Cass Information Systems, Inc. (CASS) Form 4 filing: Director Randall L. Schilling reported an acquisition of 311 common shares on 06/19/2025 at a stated price of $41.68 per share. The filing lists his total beneficial ownership at 30,788 shares after the transaction, which includes restricted stock bonus shares that remain subject to future vesting and potential forfeiture.
The transaction is coded “A,” indicating an award or grant rather than an open-market purchase. No derivative securities were involved, and no additional transactions were disclosed. Because the award is relatively small and part of routine director compensation, immediate financial impact on CASS is limited, but it modestly increases insider equity alignment.
Cass Information Systems, Inc. (CASS) filed a Form 4 reporting a routine insider purchase by director Frank Wicks on 19 June 2025. Wicks acquired 311 shares of common stock at a weighted average price of $41.68 per share, increasing his direct beneficial ownership to 31,421 shares. The holdings figure includes restricted stock bonus shares that remain subject to vesting and potential forfeiture.

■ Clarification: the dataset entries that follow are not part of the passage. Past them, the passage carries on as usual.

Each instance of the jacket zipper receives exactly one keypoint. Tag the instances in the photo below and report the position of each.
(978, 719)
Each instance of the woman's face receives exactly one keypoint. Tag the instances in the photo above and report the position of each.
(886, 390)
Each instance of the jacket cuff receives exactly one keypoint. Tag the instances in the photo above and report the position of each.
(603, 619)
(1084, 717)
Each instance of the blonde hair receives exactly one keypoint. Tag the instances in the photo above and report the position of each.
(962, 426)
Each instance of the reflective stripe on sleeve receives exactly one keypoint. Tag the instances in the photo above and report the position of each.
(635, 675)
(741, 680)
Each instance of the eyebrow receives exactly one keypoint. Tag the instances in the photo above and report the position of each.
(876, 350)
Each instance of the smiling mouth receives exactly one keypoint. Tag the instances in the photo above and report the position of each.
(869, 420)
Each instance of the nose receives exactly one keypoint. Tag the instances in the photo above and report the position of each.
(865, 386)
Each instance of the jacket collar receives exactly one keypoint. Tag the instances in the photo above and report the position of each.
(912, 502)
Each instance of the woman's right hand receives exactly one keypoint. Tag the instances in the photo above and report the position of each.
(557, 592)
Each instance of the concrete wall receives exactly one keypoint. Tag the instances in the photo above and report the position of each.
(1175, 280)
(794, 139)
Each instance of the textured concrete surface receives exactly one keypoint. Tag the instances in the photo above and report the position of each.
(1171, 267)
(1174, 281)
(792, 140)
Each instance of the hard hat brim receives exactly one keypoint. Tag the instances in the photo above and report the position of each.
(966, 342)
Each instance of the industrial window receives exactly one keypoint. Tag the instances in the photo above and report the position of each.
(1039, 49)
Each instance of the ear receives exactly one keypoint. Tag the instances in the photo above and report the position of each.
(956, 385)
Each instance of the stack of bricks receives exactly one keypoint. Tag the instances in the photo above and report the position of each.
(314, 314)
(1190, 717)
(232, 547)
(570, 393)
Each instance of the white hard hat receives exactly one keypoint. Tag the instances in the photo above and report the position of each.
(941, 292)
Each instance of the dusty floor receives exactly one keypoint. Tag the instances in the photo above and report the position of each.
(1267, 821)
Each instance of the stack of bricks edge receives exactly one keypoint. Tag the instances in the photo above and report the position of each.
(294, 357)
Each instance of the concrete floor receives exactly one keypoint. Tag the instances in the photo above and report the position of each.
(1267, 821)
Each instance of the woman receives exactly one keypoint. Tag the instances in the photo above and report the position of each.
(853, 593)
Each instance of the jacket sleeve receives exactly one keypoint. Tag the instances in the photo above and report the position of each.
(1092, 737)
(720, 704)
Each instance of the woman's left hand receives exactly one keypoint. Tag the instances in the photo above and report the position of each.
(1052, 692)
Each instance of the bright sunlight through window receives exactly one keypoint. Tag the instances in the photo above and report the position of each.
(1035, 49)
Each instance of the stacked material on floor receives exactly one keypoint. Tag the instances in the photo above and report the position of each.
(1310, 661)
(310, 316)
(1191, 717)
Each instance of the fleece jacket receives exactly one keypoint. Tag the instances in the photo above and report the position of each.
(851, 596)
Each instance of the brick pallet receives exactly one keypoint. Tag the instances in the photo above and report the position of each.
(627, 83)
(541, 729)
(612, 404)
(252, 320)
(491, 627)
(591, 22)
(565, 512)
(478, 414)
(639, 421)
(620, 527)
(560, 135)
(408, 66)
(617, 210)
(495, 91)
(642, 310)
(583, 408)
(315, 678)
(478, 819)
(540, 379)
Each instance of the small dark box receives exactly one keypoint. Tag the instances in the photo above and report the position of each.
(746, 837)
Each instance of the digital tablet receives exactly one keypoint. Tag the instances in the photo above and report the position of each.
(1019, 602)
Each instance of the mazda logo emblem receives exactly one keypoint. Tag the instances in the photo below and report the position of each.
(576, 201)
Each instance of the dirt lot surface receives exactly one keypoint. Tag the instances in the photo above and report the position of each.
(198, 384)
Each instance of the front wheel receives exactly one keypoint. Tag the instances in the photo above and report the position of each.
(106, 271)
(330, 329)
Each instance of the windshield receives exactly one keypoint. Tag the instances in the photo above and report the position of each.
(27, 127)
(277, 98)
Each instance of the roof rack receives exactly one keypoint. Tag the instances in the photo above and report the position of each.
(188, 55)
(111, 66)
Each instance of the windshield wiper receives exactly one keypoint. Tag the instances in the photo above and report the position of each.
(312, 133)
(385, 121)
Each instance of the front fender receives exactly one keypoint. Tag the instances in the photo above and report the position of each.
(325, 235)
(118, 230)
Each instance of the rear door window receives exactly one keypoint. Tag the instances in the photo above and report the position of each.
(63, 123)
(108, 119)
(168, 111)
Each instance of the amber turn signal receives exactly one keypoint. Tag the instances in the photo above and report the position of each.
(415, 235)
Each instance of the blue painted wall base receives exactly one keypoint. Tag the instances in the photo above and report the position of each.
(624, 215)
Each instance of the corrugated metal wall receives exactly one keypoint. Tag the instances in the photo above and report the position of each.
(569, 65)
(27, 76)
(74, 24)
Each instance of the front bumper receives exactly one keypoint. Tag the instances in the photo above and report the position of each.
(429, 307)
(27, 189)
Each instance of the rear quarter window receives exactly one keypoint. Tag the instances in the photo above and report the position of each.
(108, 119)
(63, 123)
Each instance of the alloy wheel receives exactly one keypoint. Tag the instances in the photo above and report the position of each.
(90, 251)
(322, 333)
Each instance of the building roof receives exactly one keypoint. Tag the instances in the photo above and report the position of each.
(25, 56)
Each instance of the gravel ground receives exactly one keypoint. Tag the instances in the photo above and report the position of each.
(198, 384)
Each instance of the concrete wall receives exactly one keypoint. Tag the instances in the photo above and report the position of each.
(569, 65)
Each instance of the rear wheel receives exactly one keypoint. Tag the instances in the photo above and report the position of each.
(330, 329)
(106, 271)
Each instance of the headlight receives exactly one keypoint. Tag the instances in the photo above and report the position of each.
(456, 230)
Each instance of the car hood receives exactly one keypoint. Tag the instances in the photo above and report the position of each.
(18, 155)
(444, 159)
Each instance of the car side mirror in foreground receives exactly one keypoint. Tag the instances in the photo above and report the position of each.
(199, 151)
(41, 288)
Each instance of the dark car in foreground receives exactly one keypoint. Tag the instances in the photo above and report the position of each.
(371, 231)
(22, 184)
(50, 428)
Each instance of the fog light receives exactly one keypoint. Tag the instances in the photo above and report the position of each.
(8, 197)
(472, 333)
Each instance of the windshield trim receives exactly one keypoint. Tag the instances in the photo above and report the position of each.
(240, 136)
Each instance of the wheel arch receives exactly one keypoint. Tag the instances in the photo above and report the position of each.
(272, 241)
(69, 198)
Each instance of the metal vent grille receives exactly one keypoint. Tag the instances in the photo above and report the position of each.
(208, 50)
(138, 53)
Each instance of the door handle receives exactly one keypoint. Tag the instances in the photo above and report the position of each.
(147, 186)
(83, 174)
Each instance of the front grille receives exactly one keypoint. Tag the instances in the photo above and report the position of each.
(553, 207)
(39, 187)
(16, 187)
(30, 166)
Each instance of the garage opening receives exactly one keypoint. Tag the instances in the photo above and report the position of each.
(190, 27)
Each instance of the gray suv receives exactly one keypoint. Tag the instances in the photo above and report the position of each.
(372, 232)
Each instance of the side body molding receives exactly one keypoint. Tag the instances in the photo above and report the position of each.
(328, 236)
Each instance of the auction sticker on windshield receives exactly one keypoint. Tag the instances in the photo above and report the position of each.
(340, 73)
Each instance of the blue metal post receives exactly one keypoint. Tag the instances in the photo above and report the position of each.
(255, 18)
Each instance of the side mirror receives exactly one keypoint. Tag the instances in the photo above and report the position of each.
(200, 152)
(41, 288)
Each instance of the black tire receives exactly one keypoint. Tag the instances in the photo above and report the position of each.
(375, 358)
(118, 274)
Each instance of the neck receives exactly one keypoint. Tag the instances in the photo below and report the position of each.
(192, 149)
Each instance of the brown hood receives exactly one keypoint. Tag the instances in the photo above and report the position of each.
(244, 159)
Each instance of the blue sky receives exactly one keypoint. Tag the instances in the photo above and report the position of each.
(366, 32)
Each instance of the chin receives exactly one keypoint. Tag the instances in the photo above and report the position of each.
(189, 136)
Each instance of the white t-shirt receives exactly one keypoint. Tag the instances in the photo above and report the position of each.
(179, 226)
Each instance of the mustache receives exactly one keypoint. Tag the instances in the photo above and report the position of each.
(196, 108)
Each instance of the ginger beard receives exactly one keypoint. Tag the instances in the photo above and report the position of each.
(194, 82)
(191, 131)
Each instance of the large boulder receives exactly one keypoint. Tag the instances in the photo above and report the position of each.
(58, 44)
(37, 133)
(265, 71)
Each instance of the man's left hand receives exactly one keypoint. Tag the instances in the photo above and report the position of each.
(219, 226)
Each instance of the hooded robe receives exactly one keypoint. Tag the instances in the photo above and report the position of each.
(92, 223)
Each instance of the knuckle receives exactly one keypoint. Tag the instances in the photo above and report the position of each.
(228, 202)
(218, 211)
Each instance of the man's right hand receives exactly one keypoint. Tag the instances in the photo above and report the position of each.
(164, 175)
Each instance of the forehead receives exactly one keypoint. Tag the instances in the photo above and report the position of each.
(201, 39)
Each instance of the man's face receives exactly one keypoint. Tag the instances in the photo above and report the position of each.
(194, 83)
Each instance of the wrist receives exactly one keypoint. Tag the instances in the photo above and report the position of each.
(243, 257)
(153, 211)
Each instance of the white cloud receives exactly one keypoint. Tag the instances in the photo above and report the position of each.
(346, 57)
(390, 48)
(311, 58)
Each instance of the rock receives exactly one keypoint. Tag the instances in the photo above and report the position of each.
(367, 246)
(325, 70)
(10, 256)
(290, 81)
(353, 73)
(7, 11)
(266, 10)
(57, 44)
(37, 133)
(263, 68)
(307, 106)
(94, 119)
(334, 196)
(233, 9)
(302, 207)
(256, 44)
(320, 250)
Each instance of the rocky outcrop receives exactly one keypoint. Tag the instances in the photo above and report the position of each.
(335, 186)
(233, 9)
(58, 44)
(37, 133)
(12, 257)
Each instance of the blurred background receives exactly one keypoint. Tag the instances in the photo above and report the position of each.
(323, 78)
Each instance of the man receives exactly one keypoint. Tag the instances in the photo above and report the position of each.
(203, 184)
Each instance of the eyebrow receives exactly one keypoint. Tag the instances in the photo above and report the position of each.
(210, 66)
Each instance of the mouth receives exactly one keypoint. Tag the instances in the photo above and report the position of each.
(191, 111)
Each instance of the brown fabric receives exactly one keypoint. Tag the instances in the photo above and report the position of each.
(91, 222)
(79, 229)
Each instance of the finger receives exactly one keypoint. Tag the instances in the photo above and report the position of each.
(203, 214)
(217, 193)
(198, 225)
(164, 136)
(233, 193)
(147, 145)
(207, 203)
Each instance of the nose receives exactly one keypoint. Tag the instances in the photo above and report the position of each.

The filing indicates that Wicks remains an active board member and that the transaction was conducted in the open market rather than under a pre-arranged 10b5-1 trading plan (no checkbox marked). No derivative securities were involved, and there were no dispositions. Given the limited size of the purchase relative to CASS’ average daily trading volume and the director’s existing stake, the activity is considered normal course insider accumulation rather than a signal of material corporate developments.